Site icon JONATHAN TURLEY

GAMING GOVERNMENT CONTRACTS

1399419480000-TURLEYBelow is my column in USA Today on the use of set aside categories based on race, gender, or other criteria for government contracts. While the set aside issue arose in the recent controversy over Braulio Castillo, there are legitimate questions that should be discussed over the efficiencies and equities of the system. There is also the question of self-identification on these issues. Veteran’s status is easier to confirm, though in the Castillo case we saw the definition can be wildly out of whack. However, we have seen controversies involving people who self-identify as having minority status based on questionable basis such as the controversy over Senator Elizabeth Warren who listed herself as a minority due to Native American blood. There is presumably some criteria for such claims when made in government contracts but I am not sure who where that line is drawn. The real question is whether it would not be better for Congress to directly fund programs to help minority groups rather than require special treatment in government contracting. Hopefully, we can have such a debate without rancor and personal recriminations. There are good-faith reasons to debate whether government contracting should be based solely on the best price and product determination in my view. It is not questioning the purpose of this policy but the means used to achieve it.

Braulio Castillo seemed exactly what the government was looking for. He was CEO of a Virginia company who was listed as a service-disabled veteran. That status allowed Castillo to secure $500 million in government contracts under special rules. Castillo described his terrible disability as just one of the “crosses that I bear due to my service to our great country.” Others now describe it as a shameless scam.

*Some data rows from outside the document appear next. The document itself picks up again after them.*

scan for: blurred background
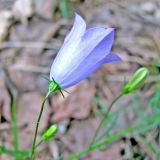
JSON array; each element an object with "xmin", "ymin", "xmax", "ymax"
[{"xmin": 0, "ymin": 0, "xmax": 160, "ymax": 160}]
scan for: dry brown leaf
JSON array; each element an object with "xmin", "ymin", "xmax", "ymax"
[
  {"xmin": 52, "ymin": 80, "xmax": 95, "ymax": 122},
  {"xmin": 0, "ymin": 10, "xmax": 13, "ymax": 43},
  {"xmin": 12, "ymin": 0, "xmax": 34, "ymax": 24}
]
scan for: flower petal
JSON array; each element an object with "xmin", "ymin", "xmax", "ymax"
[
  {"xmin": 61, "ymin": 53, "xmax": 121, "ymax": 88},
  {"xmin": 50, "ymin": 13, "xmax": 86, "ymax": 79},
  {"xmin": 51, "ymin": 28, "xmax": 114, "ymax": 84}
]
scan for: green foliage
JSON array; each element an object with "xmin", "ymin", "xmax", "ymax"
[
  {"xmin": 42, "ymin": 124, "xmax": 58, "ymax": 141},
  {"xmin": 122, "ymin": 67, "xmax": 148, "ymax": 94}
]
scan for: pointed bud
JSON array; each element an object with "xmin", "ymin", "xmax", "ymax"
[
  {"xmin": 42, "ymin": 124, "xmax": 58, "ymax": 141},
  {"xmin": 122, "ymin": 67, "xmax": 148, "ymax": 94},
  {"xmin": 48, "ymin": 79, "xmax": 61, "ymax": 93}
]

Castillo, 43, was a U.S. Military Academy Preparatory School student when he hurt himself playing football. Decades later, he filed for service-disabled veteran status with the Department of Veterans Affairs. Bizarrely, the VA granted it, even though Castillo went on to play football for the University of San Diego and never served in a military unit. With this status, he was awarded a half-a-billion dollars in contracts despite little experience.

Castillo is certainly not the sole measure of the programs that give preferential treatment in government contracting based on race, sex, geography, business size and disabled status. However, his case shines a light on the system’s darker side.

For years, contractors have complained that companies game the system by adding front owners with the right status. Such was the case of the Virginia company GTSI, which won contracts for IT and integration services in part because one of its partners was considered a “small business.” One e-mail, cited as from a GTSI vice president, revealed that the subcontractor was “very open to the concept of GTSI doing ALL the work” and just taking the money as a front.

The main reason for concern is not fraud, however. It is efficiency. The set-asides downgrade competence, performance and price in government contracts to focus competition for public money on the special status of corporate owners. In writing the laws governing government contracts, Congress simply threw in elements unconnected to the merit of government contracts while demanding reports on the percentage of contracts benefiting these groups.

For example, in 1994, Congress mandated that at least 5% of contracts go to businesses majority-owned by women. Today, roughly 3% of contracts are set aside based on the gender of the owner. Similar set-asides and preferences are accorded by race and service-related injuries. At times, the world of government contracting preferences has become so bizarre that set-aside groups have fought about preferences within preferences. In one case, 25% of the set-aside for small businesses were further set aside for minority-owned or women-owned businesses, but minority businesses objected that woman end up getting too much of the contracting pie.

Good intentions

There is no question about the laudable goals of these programs in expanding minority and women-owned business. Rather, it is the means used to achieve those goals that is the problem. Like special deals in the tax code, it is easy to create such preferences for particular groups without the need to appropriate any money directly to benefit a group. Laws and regulations stretching across dozens of federal departments and agencies have the special set-asides or preferences for “veteran-owned small business, HUBZone small business, or women-owned small business.” Agencies further mandate special treatment for “African Americans, Hispanic Americans, Native Americans, (American Indians, Eskimos, Aleuts, or Native Hawaiians); Asian Pacific Americans (persons with origins from Japan, China, the Philippines, Vietnam, Korea, Samoa, Guam, U.S. Trust Territory of the Pacific Islands, Northern Mariana Islands, Laos, Cambodia, or Taiwan, Asian Indian Americans; and members of other groups designated from time to time.”

Few are prepared to question the wisdom of such an approach out of fear of being called misogynistic, anti-veteran or anti-Samoan. Agencies are left dealing with a tangle of detailed rules while the public expects them to be quickly and efficiently carrying out government business. It is a recipe for inefficient government, a frustrated public and little accountability.

As for Castillo, his contracting days are over. Not because of any reform, mind you. Last month, police charged him in the death of his wife in his Northern Virginia mansion. Despite his classification as 30% disabled, police say he was able to use the other 70% to beat his wife to death and then hoist her to the ceiling to fake a suicide.

Jonathan Turley, a law professor at George Washington University, is a member of USA TODAY’s Board of Contributors.